SEGUINOS

Misiones en Baires

Indicación Geográfica, un merecido reconocimiento a nuestra Yerba Mate Argentina

Identidad como producto originario de una zona determinada, historia y presencia en todos los ámbitos de la vida cotidiana fueron, entre muchos otros, los principales valores que llevaron a nuestra Yerba Mate Argentina a recibir el sello de Indicación Geográfica (IG), el cual ostentan muy pocos alimentos en el país.

“La Indicación Geográfica no se inventa, sino que se reconoce”, afirmó la ingeniera agrónoma Lucía Tejada, de la Oficina de Registros, dependiente de la Secretaría de Agregado de Valor, del Ministerio del Agroindustria de la Nación. La profesional fue una de las oradoras durante la presentación de la Indicación Geográfica Yerba Mate Argentina, efectuada el viernes pasado en la Expo Rural de Palermo, en Buenos Aires. “Esto es importante porque se hace mención a un valor simbólico, a un conocimiento y patrón cultural, que no se crean de un día para el otro, sino que son parte de un territorio, de una región que a su vez le dan marco a una cultura, a un determinado producto. La Indicación Geográfica no se inventa sino que ya está, ya existe, y lo que se hace es rescatarla y darla a conocer a otros que no la conocen”, subrayó.

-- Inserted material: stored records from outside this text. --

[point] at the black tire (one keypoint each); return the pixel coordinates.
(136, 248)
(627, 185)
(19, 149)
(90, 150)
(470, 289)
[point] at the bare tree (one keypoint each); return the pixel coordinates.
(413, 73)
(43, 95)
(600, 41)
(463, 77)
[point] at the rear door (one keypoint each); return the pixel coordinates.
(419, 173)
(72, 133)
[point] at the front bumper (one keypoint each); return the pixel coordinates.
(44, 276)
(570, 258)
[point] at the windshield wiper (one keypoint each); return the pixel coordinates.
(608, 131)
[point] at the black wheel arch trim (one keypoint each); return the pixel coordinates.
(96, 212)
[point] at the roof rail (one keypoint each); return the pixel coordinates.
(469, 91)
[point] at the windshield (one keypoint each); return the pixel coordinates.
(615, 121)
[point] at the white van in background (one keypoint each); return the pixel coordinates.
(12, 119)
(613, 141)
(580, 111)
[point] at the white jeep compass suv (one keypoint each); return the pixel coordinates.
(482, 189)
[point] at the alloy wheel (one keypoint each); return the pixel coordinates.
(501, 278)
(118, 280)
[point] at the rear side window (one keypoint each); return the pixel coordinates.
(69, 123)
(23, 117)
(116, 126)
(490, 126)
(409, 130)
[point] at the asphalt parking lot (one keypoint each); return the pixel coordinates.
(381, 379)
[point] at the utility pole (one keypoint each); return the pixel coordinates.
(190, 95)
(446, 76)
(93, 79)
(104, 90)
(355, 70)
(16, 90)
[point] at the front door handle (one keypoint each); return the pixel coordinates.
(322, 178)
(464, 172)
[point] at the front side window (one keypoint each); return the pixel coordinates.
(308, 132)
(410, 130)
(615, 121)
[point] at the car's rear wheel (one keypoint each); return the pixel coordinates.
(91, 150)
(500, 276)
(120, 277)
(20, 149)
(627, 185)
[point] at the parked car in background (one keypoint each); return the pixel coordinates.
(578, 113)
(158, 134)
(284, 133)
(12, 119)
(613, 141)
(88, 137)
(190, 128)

La IG para la Yerba Mate fue establecida mediante la Resolución 13/2016 de la Secretaría de Agregado de Valor, dependiente del Ministerio de Agroindustria de la Nación, y se denomina “Yerba Mate Argentina”.

Este sello, a su vez respaldado por el sello de Indicación Geográfica Registrada Argentina, es un aliado que frente al consumidor suma prestigio, transmite seguridad y lo vincula con la historia, con la cultura común que compartimos todos. Así, los envases de la yerba mate que se producen en la Argentina se identificarán con el logo de IG en diferentes colores que se elegirán de acuerdo a la tonalidad de fondo del envase. “Es una herramienta que permite al consumidor conocer el origen del alimento, y que otorga valor agregado al producto”, destacó el presidente del Directorio del INYM, el ingeniero agrónomo Alberto Re, quien también recordó que fue el organismo yerbatero quien coordinó el pedido formulado por toda la cadena productora y elaboradora para obtener el mencionado sello.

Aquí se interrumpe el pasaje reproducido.